When entering a room it takes longer than usual for my Squeezebox to come on, and even longer for the lights. Delay is not consistent, but is there more often than not.
When tailing the zwave debug log, there are no frantic continuous activity.
When this log was taken, I had just power cycled my PC and also unplugged/re-plugged the Z-Wave stick.
A top looks ok. Java/OH only consumes 5-9% CPU
Thanks @mhilbush, for chiming in.
I checked node46 and it’s a Fibaro ‘The Button’ a battery device, but when I checked just now, it was quiet.
But I will monitor my /var/log/openhab2/zwave.log for timeouts.
I found that one node no longer in the net was getting Timeout retries every 8s, but that node is long gone, no longer in the net, so after a marked as fail and remove from controller in habmin that stopped.
I still got timeouts from 5-6 nodes and 3 in particular, and re-init/heal of those did not work. (stopped communicating)
I power cycled them, and viola, no timeouts for 30 minutes now, and response in net is very good.
How many timeouts are acceptable?
How often does it occur for others? (interesting to know)
Well, to sum up:
Yesterday, I became aware of a node (an Aeon Multisensor 6) that was spamming my net with BURGLAR events almost every 100ms. I think that was because it was placed in the roof looking down on my router lights and the LED display of 2 thermostats. Relocating it made it shut up.

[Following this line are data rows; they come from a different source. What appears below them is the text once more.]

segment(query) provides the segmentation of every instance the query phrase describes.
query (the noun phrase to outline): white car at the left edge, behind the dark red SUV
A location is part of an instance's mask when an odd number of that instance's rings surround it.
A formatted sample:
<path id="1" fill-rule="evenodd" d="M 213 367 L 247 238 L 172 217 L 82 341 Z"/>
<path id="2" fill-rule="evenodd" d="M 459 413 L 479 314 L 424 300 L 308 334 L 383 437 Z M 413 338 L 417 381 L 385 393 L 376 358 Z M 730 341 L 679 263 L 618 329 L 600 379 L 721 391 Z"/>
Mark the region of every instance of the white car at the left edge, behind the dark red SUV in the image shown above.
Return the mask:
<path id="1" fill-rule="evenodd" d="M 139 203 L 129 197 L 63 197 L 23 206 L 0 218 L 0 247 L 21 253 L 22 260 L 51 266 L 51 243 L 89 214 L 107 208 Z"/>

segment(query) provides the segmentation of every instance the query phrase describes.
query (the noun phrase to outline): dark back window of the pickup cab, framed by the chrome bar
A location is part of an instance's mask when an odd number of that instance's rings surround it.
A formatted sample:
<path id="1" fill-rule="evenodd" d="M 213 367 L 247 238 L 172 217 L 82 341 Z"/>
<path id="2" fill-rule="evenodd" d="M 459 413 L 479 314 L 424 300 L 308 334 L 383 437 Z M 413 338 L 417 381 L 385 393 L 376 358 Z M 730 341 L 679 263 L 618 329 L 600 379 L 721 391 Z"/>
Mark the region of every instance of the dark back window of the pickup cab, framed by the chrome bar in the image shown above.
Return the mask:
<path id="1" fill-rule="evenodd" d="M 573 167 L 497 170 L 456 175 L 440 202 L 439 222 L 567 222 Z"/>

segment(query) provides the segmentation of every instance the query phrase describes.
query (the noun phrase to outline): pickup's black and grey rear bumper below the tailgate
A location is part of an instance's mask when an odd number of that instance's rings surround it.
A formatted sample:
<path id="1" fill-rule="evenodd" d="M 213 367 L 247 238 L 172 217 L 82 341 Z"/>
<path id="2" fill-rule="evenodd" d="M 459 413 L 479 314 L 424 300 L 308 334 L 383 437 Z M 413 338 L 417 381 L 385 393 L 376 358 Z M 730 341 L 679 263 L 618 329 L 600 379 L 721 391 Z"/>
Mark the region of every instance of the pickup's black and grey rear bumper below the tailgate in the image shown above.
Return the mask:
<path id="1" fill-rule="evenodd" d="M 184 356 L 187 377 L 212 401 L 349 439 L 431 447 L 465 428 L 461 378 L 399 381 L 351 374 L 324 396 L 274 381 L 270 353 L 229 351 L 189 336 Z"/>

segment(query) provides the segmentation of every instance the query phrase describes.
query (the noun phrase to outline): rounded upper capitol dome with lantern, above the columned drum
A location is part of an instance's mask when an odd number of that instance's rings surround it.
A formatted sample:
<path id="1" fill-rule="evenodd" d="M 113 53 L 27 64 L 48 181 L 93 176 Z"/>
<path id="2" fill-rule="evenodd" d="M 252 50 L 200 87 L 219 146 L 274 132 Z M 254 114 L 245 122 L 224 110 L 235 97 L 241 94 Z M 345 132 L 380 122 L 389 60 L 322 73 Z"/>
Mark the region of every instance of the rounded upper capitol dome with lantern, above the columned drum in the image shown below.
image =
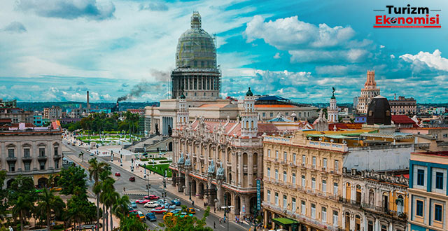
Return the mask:
<path id="1" fill-rule="evenodd" d="M 191 28 L 183 32 L 177 43 L 176 68 L 216 69 L 214 38 L 202 29 L 198 12 L 193 13 Z"/>

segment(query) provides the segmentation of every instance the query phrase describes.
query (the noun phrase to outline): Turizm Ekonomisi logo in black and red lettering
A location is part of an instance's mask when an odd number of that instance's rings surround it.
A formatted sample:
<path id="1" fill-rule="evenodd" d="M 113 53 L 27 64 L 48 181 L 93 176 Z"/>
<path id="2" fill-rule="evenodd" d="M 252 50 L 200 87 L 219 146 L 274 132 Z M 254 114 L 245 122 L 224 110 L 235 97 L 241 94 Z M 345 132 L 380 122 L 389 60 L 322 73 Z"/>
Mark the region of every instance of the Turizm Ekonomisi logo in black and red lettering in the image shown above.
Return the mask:
<path id="1" fill-rule="evenodd" d="M 374 28 L 441 28 L 440 9 L 422 6 L 386 6 L 386 9 L 374 10 L 384 12 L 375 15 Z"/>

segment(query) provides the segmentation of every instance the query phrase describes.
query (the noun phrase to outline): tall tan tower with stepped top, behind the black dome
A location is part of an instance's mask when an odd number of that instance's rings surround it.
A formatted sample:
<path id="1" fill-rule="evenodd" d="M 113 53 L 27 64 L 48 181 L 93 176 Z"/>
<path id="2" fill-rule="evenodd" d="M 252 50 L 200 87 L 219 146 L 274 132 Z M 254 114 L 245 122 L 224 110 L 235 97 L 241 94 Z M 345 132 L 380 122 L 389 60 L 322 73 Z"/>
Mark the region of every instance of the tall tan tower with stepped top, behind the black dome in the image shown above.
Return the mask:
<path id="1" fill-rule="evenodd" d="M 370 101 L 377 95 L 379 95 L 379 88 L 375 82 L 375 71 L 367 71 L 367 80 L 364 83 L 364 88 L 361 89 L 361 96 L 358 98 L 356 106 L 358 113 L 367 113 Z"/>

I’m thinking that period of spam (was probably several days) could have left some of the meshing/relaying nodes in a peculiar state, such as those 3 I had to power cycle.
Also the zombie node (off net for ~3 weeks) was getting timeouts every 8s.

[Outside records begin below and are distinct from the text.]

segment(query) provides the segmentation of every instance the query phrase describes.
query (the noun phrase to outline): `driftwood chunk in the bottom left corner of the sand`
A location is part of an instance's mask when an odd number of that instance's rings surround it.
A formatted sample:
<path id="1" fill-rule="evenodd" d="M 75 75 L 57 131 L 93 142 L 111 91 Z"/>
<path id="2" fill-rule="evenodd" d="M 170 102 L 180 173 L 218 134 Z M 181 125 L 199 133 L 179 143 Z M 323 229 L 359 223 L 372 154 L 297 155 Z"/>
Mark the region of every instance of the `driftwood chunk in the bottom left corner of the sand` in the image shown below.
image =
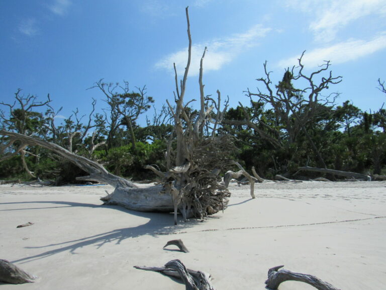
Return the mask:
<path id="1" fill-rule="evenodd" d="M 35 277 L 13 263 L 0 259 L 0 281 L 10 284 L 33 283 Z"/>

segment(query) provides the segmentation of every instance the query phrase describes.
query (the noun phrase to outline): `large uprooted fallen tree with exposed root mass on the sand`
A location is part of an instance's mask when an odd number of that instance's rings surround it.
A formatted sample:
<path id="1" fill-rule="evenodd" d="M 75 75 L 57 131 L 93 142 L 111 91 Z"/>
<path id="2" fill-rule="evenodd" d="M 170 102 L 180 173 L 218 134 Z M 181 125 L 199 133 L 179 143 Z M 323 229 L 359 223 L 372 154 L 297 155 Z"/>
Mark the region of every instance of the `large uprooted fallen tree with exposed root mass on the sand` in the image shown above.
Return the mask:
<path id="1" fill-rule="evenodd" d="M 138 188 L 133 182 L 111 174 L 99 163 L 78 156 L 55 143 L 6 130 L 0 130 L 0 134 L 4 136 L 0 145 L 2 154 L 0 161 L 22 153 L 27 146 L 49 149 L 89 174 L 78 177 L 77 180 L 98 181 L 114 186 L 114 192 L 102 198 L 105 204 L 121 205 L 138 211 L 174 211 L 175 224 L 177 210 L 186 220 L 191 216 L 203 219 L 207 214 L 213 214 L 226 208 L 230 193 L 220 183 L 219 172 L 226 171 L 227 167 L 232 164 L 229 156 L 234 152 L 235 147 L 232 138 L 228 135 L 219 135 L 217 129 L 227 108 L 227 102 L 224 109 L 221 110 L 220 91 L 217 91 L 217 100 L 204 94 L 203 60 L 207 51 L 205 48 L 200 62 L 200 109 L 198 113 L 194 113 L 188 107 L 189 103 L 195 100 L 184 103 L 191 58 L 188 8 L 185 12 L 188 58 L 180 86 L 178 86 L 174 64 L 175 106 L 167 102 L 174 120 L 173 132 L 170 135 L 165 154 L 167 170 L 161 172 L 153 166 L 146 167 L 161 177 L 160 185 Z M 204 134 L 204 128 L 209 133 Z"/>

So, this shows that it is a good idea to monitor the network looking for talkative nodes and timeouts in the Z-Wave logs with DEBUG on. (for Z-Wave logging to own file, have a look here.)

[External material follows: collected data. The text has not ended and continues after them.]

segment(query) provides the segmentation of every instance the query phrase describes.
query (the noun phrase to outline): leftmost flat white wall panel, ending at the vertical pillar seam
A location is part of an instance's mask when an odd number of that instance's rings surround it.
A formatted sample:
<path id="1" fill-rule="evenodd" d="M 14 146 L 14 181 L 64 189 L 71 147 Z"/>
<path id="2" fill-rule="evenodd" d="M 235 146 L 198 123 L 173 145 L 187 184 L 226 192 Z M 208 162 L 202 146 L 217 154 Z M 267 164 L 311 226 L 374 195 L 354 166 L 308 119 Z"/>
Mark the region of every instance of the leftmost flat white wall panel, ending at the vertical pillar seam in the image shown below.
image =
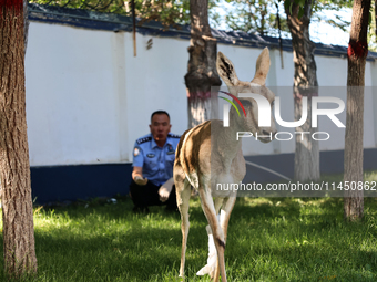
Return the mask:
<path id="1" fill-rule="evenodd" d="M 27 118 L 32 166 L 119 161 L 112 36 L 31 22 Z"/>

Would it be possible to monitor these things and report it via some sort of Network Health?
Logging Z-Wave DEBUG severity on a regular basis should perhaps be set up to use a RAM/tempfs disk…
Just catching up with messages - it looks like you’ve worked this out now?
This would potentially be possible - I’m not sure completely how this would look like, but we could monitor things like a high level of SPAM and provide some sort of report or channel. I’m open to ideas about this as it is something that devices do seem to do occasionally .
Well, it should be low. The occasional timeout is ok, but I would expect the timeouts to be less than 1% of traffic (or in that range). As you see - the more timeouts there are, the more the network will slow down.